Laisser le choix aux éditeurs n’est donc pas la bonne solution. Non pas parce que la liberté d’expression va disparaître de manière générale, mais parce qu’une fois de plus ce sont les acteurs les plus gros et les plus installés qui profiteront de cette occasion de faire passer des expériences moyennes (au mieux) pour le jeu du siècle. Les joueurs, réduits aux réseaux sociaux et aux commentaires sur les pages web des magazines pour faire entendre leur mécontentement, ne vont sans doute pas déclencher un torrent de haine de niveau Diablo Immortal chaque fois qu’un jeu publié sur l’EGS refusera les évaluations. Leur colère se fera donc moins vive, et l’effet recherché par les éditeurs (noyer les critiques restantes sous le flot du marketing et des évaluations déconnectées des magazines les moins critiques) sera atteint.

Mais c’est bien sur Epic que risquent de retomber les plus gros problèmes. Il a beaucoup été dit que la plateforme faisait assez peu à l’heure actuelle pour séduire les joueurs, au-delà du « J’ai dépensé sans compter » à coups de jeux gratuits. Mais les décisions de Steam ont toujours force de loi implicite sur les plateformes PC, et la norme est aujourd’hui à l’évaluation totalement libre. S’écarter de ce chemin revient à s’aliéner encore un peu plus des soutiens indispensables ; qu’Epic le veuille ou non, sur les plateformes numériques ce sont le plus souvent les joueurs qui attirent les éditeurs, pas l’inverse.

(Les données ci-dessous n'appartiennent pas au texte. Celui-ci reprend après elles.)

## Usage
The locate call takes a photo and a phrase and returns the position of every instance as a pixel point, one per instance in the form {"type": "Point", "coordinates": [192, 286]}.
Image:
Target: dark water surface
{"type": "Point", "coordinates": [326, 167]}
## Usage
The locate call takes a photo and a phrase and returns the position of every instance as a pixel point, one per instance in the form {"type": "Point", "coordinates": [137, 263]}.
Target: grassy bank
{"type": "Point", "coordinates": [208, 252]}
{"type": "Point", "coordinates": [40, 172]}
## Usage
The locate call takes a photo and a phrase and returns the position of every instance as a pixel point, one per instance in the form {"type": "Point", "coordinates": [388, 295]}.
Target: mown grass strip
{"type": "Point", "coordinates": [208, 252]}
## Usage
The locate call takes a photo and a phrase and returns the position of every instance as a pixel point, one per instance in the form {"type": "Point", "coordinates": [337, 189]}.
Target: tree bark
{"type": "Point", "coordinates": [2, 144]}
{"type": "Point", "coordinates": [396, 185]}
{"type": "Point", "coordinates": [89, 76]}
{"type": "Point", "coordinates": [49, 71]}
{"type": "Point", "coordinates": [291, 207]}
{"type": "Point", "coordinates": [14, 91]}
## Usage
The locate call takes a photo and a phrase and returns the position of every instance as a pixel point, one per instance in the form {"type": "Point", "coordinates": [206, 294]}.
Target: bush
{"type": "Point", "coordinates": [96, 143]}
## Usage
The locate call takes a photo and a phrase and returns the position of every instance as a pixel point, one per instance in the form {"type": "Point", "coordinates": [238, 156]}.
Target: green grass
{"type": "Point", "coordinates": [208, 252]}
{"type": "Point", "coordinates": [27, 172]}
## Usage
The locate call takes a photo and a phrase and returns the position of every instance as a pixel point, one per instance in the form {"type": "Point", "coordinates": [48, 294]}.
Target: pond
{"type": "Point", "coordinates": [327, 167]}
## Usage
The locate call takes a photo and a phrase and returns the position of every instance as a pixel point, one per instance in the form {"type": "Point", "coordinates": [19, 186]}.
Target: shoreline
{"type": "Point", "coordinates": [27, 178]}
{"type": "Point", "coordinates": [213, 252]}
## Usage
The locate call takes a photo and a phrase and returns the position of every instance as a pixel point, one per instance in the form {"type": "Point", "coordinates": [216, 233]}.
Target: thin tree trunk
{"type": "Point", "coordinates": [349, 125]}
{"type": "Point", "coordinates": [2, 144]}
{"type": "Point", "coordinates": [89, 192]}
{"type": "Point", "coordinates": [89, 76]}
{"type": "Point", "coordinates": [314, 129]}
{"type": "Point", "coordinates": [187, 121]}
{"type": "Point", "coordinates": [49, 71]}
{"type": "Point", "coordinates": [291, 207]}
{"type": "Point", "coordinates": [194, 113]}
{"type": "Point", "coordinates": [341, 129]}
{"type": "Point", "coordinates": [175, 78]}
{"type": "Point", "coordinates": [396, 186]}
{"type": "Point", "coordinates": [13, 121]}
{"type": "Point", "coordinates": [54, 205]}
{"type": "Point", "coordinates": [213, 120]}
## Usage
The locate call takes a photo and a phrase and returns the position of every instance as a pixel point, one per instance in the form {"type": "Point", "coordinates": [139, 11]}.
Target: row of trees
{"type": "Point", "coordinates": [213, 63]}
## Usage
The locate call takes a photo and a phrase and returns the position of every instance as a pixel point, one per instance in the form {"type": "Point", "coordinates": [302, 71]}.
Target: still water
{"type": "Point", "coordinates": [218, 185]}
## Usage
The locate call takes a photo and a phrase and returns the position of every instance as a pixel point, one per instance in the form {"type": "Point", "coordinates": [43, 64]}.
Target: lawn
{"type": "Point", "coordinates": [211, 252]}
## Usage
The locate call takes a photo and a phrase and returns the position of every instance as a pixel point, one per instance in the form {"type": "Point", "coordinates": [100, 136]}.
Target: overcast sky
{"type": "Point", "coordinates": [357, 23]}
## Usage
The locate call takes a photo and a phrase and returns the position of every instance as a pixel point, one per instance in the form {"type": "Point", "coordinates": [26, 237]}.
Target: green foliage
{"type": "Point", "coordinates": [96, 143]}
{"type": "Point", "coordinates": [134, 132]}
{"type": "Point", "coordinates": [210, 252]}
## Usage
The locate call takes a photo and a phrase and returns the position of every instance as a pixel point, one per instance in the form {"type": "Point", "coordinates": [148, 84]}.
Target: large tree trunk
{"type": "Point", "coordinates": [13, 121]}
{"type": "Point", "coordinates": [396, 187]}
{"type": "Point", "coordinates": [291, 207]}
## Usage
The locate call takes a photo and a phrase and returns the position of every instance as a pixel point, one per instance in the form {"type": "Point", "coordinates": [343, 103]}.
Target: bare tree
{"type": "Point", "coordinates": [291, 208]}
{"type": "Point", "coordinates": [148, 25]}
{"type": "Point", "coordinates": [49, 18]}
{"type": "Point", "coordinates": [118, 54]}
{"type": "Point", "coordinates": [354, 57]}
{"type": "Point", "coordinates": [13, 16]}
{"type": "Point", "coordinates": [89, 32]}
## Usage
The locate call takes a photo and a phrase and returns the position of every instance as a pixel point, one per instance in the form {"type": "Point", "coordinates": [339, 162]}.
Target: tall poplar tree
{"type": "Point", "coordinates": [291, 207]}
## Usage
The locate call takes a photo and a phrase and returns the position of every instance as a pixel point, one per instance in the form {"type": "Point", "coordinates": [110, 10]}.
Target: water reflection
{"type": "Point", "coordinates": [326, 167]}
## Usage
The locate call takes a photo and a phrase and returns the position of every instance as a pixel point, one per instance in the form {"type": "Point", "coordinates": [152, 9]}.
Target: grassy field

Faut-il par ailleurs rappeler que ce choix ne traite absolument pas le problème initial ? L’éditeur assez sympathique (ou nécessiteux) pour accepter les évaluations n’a aucun moyen de filtrer les comportements « toxiques » des autres. Dans le langage scolaire, ça s’appelle un hors-sujet. Il serait donc judicieux de revoir sa copie.

 

Et vous ? Êtes-vous pour ou contre le système proposé par Epic ? Laissez votre avis en commentaire !

 

1 Les microtransactions sont aujourd’hui dans tous les AAA, mais le cas Star Wars Battlefront 2 devrait les inciter à tuer la contestation dans l’œuf.

2 Il y a bien sûr plein de magazines indépendants et de qualité (lisez Canard PC) ; au sujet de la note, je vous met un lien vers un article très sympa du site Play n Travels sur la pertinence de la note aujourd’hui.